士分ではありませんでしたが、その最期は秀吉により切腹を命じられるという不可解なもので、いまだ謎の多い茶人でもあります。

生い立ち


千利休は1522年(大永2年)、堺の有力商家に生を受けました。

幼名を田中与四郎といい、生家は「納屋衆」と呼ばれる倉庫・物流業者でした。

茶の湯を習い始めたのは17歳頃のこととされ、北向道陳や武野紹鴎に師事したと伝えられます。

ただし紹鷗については記録がはっきりせず、同時代の文献から利休の師を辻玄哉とする説もあります。

初めて茶会を主催したのは1544年(天文13年)で、以降着実に茶人としての存在感を増して畿内に一大勢力を築いた三好氏の御用商人となりました。

1569年(永禄12年)に堺が織田氏の直轄地となると、やがて信長に茶人として召し抱えられるようになります。

折しも信長は「御茶湯御政道(おちゃのゆごせいどう)」という茶の湯を政治利用する仕組みを打ち出していたため、堺などから他の茶人たちも登用されています。

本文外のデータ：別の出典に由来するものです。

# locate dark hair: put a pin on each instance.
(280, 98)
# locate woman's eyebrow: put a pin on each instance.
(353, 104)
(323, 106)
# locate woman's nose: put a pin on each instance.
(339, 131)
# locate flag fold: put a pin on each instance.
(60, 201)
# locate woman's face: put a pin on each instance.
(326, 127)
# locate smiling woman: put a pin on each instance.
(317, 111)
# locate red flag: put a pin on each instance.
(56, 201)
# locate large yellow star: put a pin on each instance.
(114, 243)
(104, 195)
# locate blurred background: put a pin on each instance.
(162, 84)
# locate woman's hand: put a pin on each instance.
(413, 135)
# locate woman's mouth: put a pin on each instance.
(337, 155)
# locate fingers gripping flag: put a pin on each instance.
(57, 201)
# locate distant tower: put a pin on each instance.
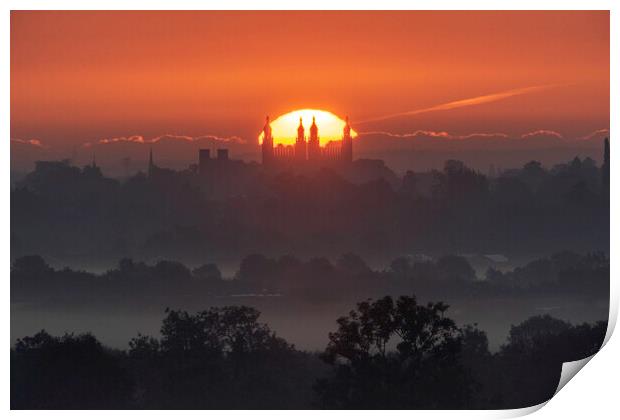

1582年(天正10年)に織田信長が本能寺の変で討たれると、以降は羽柴(豊臣)秀吉に仕え自身の茶風を完成させていきました。
多くの大名を含む門弟を育て茶の湯の大家として不動の名声を得ます。

しかし、1591年(天正19年)に秀吉の逆鱗に触れたとして切腹。その経緯には諸説あり、正確な理由はいまも判明していません。

千利休の家族・弟子


利休の父は田中与兵衛といい、先に述べたように倉庫・物流業を営んでいました。

屋号は「魚屋(ととや)」とされ、塩蔵した海産物などを扱う商人に倉庫を貸し出す業態だったと考えられています。

母は法名を月岑妙珎(げっしんみょうちん)、妹は宗円といいました。

利休は二回結婚しており、最初の妻は宝心妙樹、後妻の名は宗恩と伝わっています。

以外にも子だくさんであり、宝心妙樹との間に長男の千道安、そして四女を授かりました。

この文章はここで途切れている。